I-1033: When all you have is a shovel, you can only dig a deeper hole.

September 30, 2009 | Aaron Keating

On the heels of a $65 million revenue gap in the King County budget comes news that state legislators may have to re-write the Washington State budget to cut spending by another $1 billion (that’s after $4 billion in cuts last year) because of declines in tax collections and a greater demand for services.

Tim Eyman’s latest ballot measure would make budgets like those forever the norm, if passed by voters this fall. Initiative 1033 would replace Washington’s tradition of local control with a rigid, one-size-fits-all “inflation plus population growth” budget revenue formula that doesn’t account for the different needs and priorities of our communities.

Over the next 5 years, Washington would lose $5.9 billion in revenue for education, health care and other services. Cities and counties would lost another $2.8 billion for public safety, road repair, parks and basic services. Instead of funding these vital public structures, I-1033 funnels money to property owners in proportion to the size of their property tax bill. (The more your property is worth, the larger the kickback.)

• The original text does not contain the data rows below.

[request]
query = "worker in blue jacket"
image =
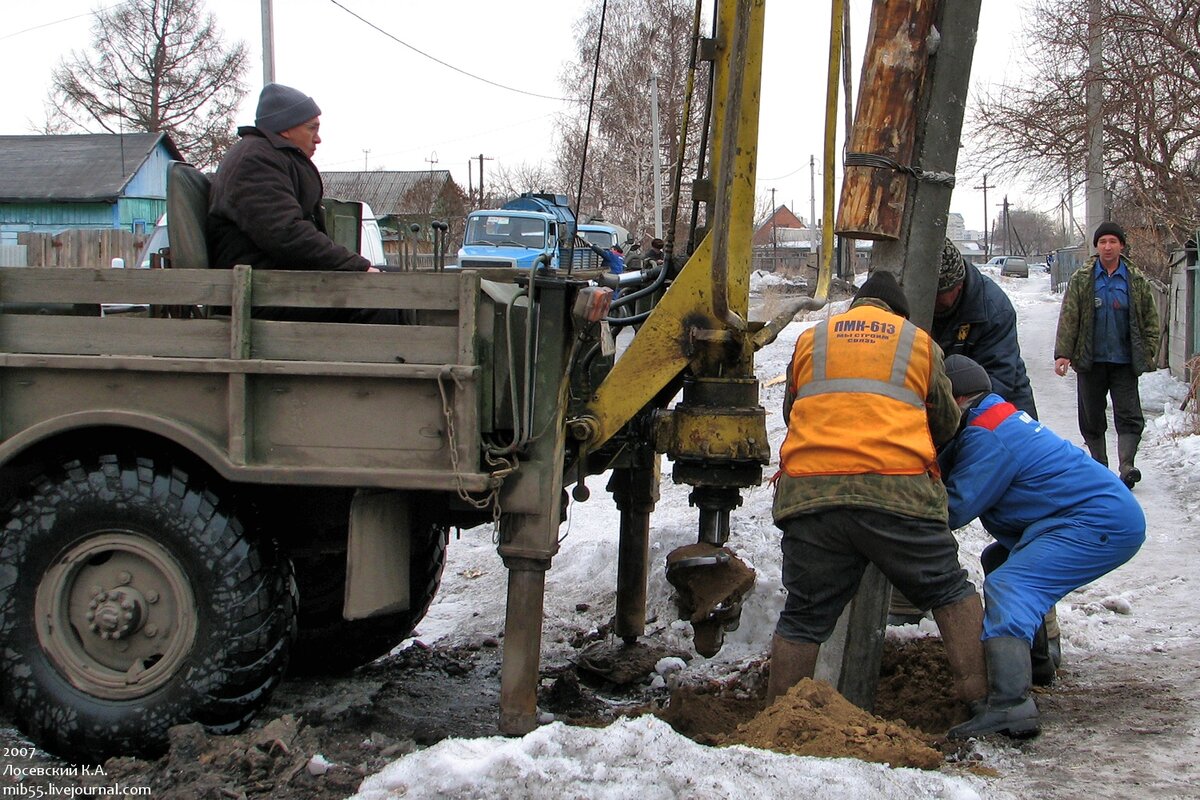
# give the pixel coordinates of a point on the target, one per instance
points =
(973, 317)
(1063, 517)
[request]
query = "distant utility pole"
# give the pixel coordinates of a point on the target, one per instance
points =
(658, 157)
(1095, 97)
(481, 160)
(268, 43)
(813, 208)
(985, 186)
(774, 238)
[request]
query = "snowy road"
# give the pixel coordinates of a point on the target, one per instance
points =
(1123, 720)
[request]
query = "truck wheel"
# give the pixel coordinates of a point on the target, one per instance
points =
(330, 644)
(131, 600)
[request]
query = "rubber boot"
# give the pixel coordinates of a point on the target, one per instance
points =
(790, 663)
(1009, 708)
(1042, 665)
(1098, 449)
(1054, 636)
(1127, 449)
(960, 625)
(901, 611)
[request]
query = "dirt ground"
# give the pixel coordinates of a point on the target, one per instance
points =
(318, 739)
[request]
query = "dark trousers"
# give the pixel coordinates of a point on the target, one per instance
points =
(1093, 389)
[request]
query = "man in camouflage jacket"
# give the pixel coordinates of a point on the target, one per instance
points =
(1108, 332)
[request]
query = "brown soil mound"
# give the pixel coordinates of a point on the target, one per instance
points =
(916, 686)
(814, 720)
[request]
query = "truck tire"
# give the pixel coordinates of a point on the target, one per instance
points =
(132, 600)
(329, 644)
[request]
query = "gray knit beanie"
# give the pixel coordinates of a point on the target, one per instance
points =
(882, 286)
(1109, 228)
(282, 107)
(967, 378)
(953, 269)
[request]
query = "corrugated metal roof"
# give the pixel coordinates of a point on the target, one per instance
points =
(389, 192)
(83, 167)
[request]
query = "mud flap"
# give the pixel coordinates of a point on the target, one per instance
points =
(378, 554)
(709, 584)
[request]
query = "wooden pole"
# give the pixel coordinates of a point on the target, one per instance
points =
(873, 198)
(915, 258)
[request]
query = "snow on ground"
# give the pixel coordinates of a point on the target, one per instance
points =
(1139, 621)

I-1033 is a bad idea for these three reasons (among others):

  • I-1033 offers little economic stimulus. It doesn’t lower taxes for small businesses, and it doesn’t change sales taxes. Property tax rebates will just go against next year’s tax bills, so likely won’t be spent to boost economic consumption or investment.
  • I-1033 will shackle long-term economic growth. By forever capping revenue for state, counties and cities at recession-era levels, long after the economy is back on track, Washington won’t be able to spend on K-12 and higher ed, new transportation networks, and other essentials for building a 21st century economy.
  • I-1033 hits people when they’re down. About 60% of the state budget is devoted to mandatory spending on items like basic education, federally mandated Medicaid, pensions and debt service. So future cuts will be made in the remaining 40 percent – like adult day health care and nursing homes, higher education, basic health, and parks and recreation. The same kind of scenario will play out in every city and county in the Washington if I-1033 passes.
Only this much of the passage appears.